LXXIII

El autobús

El autobús del transporte público —de la ruta Tabay-Mérida— se detuvo en la esquina de la Calle 18 con Avenida 5, para recoger a una dama embarazada.

Pero, inesperadamente, se introdujo un muchacho que sujetaba una fotografía y bolsa plástica con su mano izquierda. En su cintura se percibía el mango de un cuchillo.

Ningún puesto estaba desocupado, motivo por el cual un amable caballero se levantó del suyo y lo ofreció para la señora que —a pesar de su abultamiento de ocho meses— llevaba entre sus brazos a un bebé de un año y medio de nacido.

Excepto un pequeño grupo de liceístas, nadie hablaba en el interior del incómodo vehículo. No habían recorrido quinientos metros cuando, desencajado, el muchacho que abordó en el mismo lugar que la mujer comenzó un rápido y atropellado parlamento:

—Buenas tardes, señores y señoras —se expresaba cabizbajo y exhibía la imagen fotográfica de un anciano en silla de ruedas—. Éste —que ven ustedes— es mi abuelo. Espera —en el Hospital del Pueblo— por recursos para que le sean amputadas ambas piernas. Está a mi cuidado. No es diabético. Durante varios meses, enfurecido, me dediqué a golpeárselas con un martillo cada vez que me pedía comida. La que está a su lado, de pie, era mi madre. Luego de una discusión, la mutilé. Nadie se enteró porque nos sirvió de alimento por dos meses. No estoy en condiciones de trabajar. Escucho a la voz todo el día, esa que me incita a cometer crímenes y robos. Yo me resisto a convertirme en delincuente. Por ello, les agradeceré que me donen todo el dinero y prendas de oro o plata que lleven ustedes, buenas personas, para pagar la intervención quirúrgica al viejo. Quiero salvarlo: no tengo a nadie más a quien torturar. A cambio, les obsequiaré los caramelos de cianuro que llevo en esta bolsa.

Cuando culminó su discurso, la máquina no se movía. Levantó la mirada y comprobó que no tenía ocupantes.

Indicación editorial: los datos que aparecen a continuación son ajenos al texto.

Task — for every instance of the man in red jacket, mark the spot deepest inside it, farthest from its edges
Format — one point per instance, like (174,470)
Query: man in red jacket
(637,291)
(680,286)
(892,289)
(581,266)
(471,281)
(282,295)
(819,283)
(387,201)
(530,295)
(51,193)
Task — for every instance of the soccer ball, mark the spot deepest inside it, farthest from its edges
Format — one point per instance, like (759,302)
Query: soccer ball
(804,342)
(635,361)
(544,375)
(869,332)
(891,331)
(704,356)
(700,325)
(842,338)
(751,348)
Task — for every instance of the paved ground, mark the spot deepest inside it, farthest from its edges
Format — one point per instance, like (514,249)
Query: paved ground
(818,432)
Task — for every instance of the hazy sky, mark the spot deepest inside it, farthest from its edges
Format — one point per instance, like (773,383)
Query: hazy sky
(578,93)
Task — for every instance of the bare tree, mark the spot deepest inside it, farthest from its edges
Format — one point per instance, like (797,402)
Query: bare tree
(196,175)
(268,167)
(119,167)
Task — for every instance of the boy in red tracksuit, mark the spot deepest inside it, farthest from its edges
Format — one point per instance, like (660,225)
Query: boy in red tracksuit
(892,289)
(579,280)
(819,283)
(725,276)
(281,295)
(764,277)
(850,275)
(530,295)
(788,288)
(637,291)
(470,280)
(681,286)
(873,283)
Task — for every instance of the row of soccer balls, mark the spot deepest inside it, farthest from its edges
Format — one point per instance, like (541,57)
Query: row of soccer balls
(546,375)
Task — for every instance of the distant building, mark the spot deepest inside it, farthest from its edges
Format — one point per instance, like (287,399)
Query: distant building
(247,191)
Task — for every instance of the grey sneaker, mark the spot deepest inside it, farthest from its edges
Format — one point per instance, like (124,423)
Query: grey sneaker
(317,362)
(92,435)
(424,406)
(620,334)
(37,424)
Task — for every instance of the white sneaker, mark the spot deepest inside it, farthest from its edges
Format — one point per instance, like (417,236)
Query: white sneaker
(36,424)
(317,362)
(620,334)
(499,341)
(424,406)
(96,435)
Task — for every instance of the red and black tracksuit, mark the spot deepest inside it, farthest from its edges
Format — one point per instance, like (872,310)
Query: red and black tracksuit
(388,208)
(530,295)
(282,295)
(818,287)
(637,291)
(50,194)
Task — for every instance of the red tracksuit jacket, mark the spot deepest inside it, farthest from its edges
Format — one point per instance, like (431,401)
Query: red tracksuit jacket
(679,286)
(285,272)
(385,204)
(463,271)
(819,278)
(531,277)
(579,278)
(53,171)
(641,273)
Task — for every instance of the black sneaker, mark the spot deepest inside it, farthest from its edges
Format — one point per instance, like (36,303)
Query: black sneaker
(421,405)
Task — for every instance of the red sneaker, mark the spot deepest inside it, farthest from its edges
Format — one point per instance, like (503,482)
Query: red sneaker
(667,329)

—El sentimiento de pánico une a todos los seres —repetidas veces, escuchó a la voz mientras descendía por la escalerilla.

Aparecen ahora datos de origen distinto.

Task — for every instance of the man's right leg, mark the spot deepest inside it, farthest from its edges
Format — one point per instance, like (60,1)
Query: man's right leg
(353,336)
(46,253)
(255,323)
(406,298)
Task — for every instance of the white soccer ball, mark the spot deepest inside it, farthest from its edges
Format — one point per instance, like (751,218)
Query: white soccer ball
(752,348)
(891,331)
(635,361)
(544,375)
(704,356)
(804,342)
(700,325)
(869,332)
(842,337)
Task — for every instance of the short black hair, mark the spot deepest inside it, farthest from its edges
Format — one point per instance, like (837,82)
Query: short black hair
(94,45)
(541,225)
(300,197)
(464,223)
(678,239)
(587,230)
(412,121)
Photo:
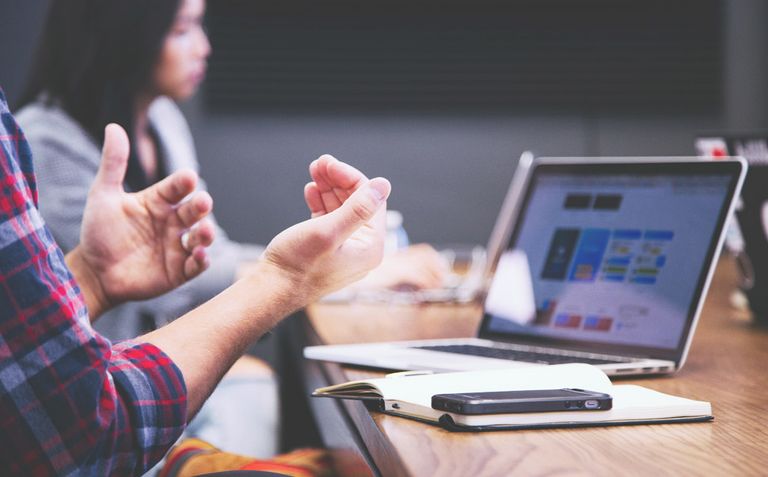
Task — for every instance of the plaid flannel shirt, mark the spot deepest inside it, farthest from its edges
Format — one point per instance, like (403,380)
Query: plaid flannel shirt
(71,403)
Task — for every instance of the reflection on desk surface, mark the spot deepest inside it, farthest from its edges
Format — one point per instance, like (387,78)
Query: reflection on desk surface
(726,366)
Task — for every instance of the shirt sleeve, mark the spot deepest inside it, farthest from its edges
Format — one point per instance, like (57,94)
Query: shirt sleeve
(70,402)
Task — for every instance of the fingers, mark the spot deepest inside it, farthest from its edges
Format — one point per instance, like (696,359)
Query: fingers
(335,180)
(196,263)
(201,235)
(175,187)
(360,208)
(114,158)
(314,200)
(193,210)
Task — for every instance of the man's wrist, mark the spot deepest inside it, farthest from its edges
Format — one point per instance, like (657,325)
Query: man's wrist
(90,286)
(288,290)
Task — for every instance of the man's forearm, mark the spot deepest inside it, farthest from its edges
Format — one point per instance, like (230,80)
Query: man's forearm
(205,342)
(90,286)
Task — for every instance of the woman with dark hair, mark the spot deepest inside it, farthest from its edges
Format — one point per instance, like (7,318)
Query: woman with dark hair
(104,61)
(126,62)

Afuera estaba su abuelo, sentado en su silla de ruedas. Tras suyo, los sesenta pasajeros que la víspera estuvieron en el autobús. Todos —hasta la embarazada y el bebé— blandían trozos de cabilla extraídos de un cercano —y en proceso de construcción— edificio. Asombrosamente, el anciano —también pertrechado— irguió su Ser Físico antes de anunciarle al nieto la sentencia. Al fondo, en un terreno baldío, un obrero uniformado cavaba —con un pequeño tractor, presuroso— una tumba.